Indikasi untuk penggunaan fluoroquinolones

Fluoroquinolones memiliki cakupan indikasi terluas:

  • Penyakit pada saluran pernapasan bagian atas dan bawah.
  • Infeksi saluran kemih dan kelenjar prostat: sistitis, uretritis, pielonefritis, prostatitis. Terutama mengatasi mereka norfloxacin dan pefloxacin.
  • Gonore, klamidia, mikoplasmosis.
  • Infeksi intraabdomen (peritonitis, kolesistitis, dll.)
  • Infeksi usus (salmonellosis, disentri, kolera, dll.)
  • Infeksi pada kulit, jaringan lunak, tulang dan sendi.
  • Sepsis
  • Meningitis
  • TBC.
  • Infeksi pada mata, telinga bagian luar (norfloxacin).

Pilihan kelompok fluoroquinolone tergantung pada jenis dan tingkat keparahan penyakit, durasinya, jenis patogen dan efektivitas obat yang digunakan sebelumnya.

Setiap obat memiliki kelebihannya sendiri. Sebagai contoh:

Ciprofloxacin adalah fluoroquinolon yang paling aktif melawan bakteri gram negatif. Ini melampaui "rekan" dalam aksi di basil pus biru. Ini digunakan dalam terapi kombinasi bentuk TB yang resistan terhadap obat.

Ofloxacin - dari generasi 1, yang paling aktif melawan pneumokokus dan klamidia, tetapi lebih lemah dari obat-obatan generasi kedua dan ketiga.

Norfloxacin dan pefloxacin sangat baik untuk infeksi saluran kemih dan prostat.

Pefloxacin, selain itu, menembus sawar darah-otak lebih baik daripada fluoroquinolon lainnya, oleh karena itu digunakan dalam meningitis (untuk ini ada bentuk konsentrat untuk pemberian intravena).

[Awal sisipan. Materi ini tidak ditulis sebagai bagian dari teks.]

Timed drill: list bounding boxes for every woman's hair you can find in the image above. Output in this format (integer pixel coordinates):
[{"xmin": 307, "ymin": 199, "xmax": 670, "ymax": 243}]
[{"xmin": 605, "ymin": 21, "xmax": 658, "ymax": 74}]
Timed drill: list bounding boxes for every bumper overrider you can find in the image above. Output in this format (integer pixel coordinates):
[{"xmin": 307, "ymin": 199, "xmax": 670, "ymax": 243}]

Sparfloxacin lebih unggul dari obat lain dalam kelompok ini dalam durasi aksi. Ini diterapkan sekali sehari.

Levofloxacin adalah isomer ofloxacin, tetapi 2 kali lebih aktif dan lebih ditoleransi.

Moxifloxacin dari seluruh kelompok adalah yang paling aktif melawan pneumokokus, klamidia, mikoplasma, anaerob. Dapat digunakan secara empiris (mis., Secara membabi buta, tanpa menabur bakteri) untuk infeksi parah pada berbagai pelokalan.

Kontraindikasi penggunaan fluoroquinolon

  • Kehamilan
  • Menyusui
  • Reaksi alergi terhadap fluoroquinolones,
  • Anak-anak dan remaja.

Fluoroquinolon dikontraindikasikan hingga 18 tahun, seperti pada percobaan hewan, para peneliti mencatat keterlambatan perkembangan jaringan tulang rawan. Oleh karena itu, mereka, sebagai aturan, tidak ditentukan sampai akhir pembentukan kerangka. Meskipun, dalam beberapa kasus, dokter yang bertanggung jawab meresepkan fluoroquinolones untuk anak-anak. Misalnya, dengan cystic fibrosis atau intoleransi terhadap agen antibakteri lainnya.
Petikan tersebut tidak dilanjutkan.